ATLANTA — Lawyers for the three white Georgia men on trial for the murder of Ahmaud Arbery, a 25-year-old Black man, tried unsuccessfully on Monday to convince a judge to declare a mistrial, with one of the lawyers reiterating his argument that prominent Black pastors should not be allowed in the courtroom because they unfairly influence the jury.

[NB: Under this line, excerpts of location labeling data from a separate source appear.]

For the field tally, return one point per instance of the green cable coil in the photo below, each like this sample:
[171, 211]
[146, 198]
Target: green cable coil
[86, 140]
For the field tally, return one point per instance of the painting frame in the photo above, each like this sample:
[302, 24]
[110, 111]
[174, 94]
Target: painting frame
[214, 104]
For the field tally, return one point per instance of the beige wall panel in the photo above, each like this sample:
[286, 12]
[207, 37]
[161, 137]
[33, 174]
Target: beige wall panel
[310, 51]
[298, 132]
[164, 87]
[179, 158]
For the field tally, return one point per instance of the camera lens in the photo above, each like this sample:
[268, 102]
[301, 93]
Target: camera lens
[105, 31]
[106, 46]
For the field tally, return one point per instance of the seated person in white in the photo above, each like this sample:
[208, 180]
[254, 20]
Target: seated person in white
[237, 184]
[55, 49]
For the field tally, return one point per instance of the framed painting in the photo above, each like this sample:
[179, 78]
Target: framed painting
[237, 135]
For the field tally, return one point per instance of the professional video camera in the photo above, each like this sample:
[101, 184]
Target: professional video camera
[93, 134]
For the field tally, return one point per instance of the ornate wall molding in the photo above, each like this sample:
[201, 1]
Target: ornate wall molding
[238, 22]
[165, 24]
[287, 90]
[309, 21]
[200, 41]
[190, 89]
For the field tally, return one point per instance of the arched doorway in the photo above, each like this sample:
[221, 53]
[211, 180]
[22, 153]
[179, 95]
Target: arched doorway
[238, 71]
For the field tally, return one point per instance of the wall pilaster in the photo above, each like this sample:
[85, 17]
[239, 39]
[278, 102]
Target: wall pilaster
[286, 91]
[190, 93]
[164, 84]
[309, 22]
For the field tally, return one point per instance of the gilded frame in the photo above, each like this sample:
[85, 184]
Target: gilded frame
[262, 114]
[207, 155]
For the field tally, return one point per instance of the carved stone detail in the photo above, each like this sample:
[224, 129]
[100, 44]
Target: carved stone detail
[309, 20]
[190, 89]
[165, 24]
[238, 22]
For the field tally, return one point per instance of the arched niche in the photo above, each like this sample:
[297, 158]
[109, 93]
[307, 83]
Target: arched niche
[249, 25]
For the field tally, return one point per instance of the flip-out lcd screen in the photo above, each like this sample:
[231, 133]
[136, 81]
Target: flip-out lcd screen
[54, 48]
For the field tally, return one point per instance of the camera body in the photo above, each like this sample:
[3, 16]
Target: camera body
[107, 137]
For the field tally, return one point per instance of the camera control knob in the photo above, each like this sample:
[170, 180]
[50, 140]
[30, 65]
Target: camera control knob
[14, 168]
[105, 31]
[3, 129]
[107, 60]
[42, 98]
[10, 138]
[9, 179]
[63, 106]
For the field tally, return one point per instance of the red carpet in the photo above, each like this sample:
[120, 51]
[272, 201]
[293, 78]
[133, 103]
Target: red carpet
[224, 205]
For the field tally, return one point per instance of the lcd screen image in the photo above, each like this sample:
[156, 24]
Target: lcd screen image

Kevin Gough, who represents the defendant William Bryan, 52, unleashed a wave of condemnation last week when he declared that “we don’t want any more Black pastors coming in here” after the Rev. Al Sharpton spent a day observing the trial in the courtroom’s public gallery. On Monday, the Rev. Jesse L. Jackson came to the courtroom and sat between Mr. Arbery’s parents, prompting a second effort from Mr. Gough to ban the prominent civil rights leaders from the proceedings.
“Which pastor is next? Is Raphael Warnock going to be the next person appearing? We don’t know,” said Mr. Gough, referring to the Atlanta minister who was elected to the Senate this year. “Your honor, I would submit, with all respect to the Rev. Jesse Jackson, that this is no different than bringing in police officers or uniformed prison guards in a small town where a young Black man has been accused of assaulting a law enforcement officer or corrections officer.”
Mr. Gough’s statements have inspired a rally, scheduled for Thursday, in which more than 100 Black pastors are planning to join Mr. Sharpton and the Arbery family in forming a “wall of prayer” in front of the courthouse in Glynn County, Ga. In a statement announcing the rally, Mr. Sharpton said Mr. Gough’s words demonstrated “basic bias — the same bias that killed Ahmaud Arbery.”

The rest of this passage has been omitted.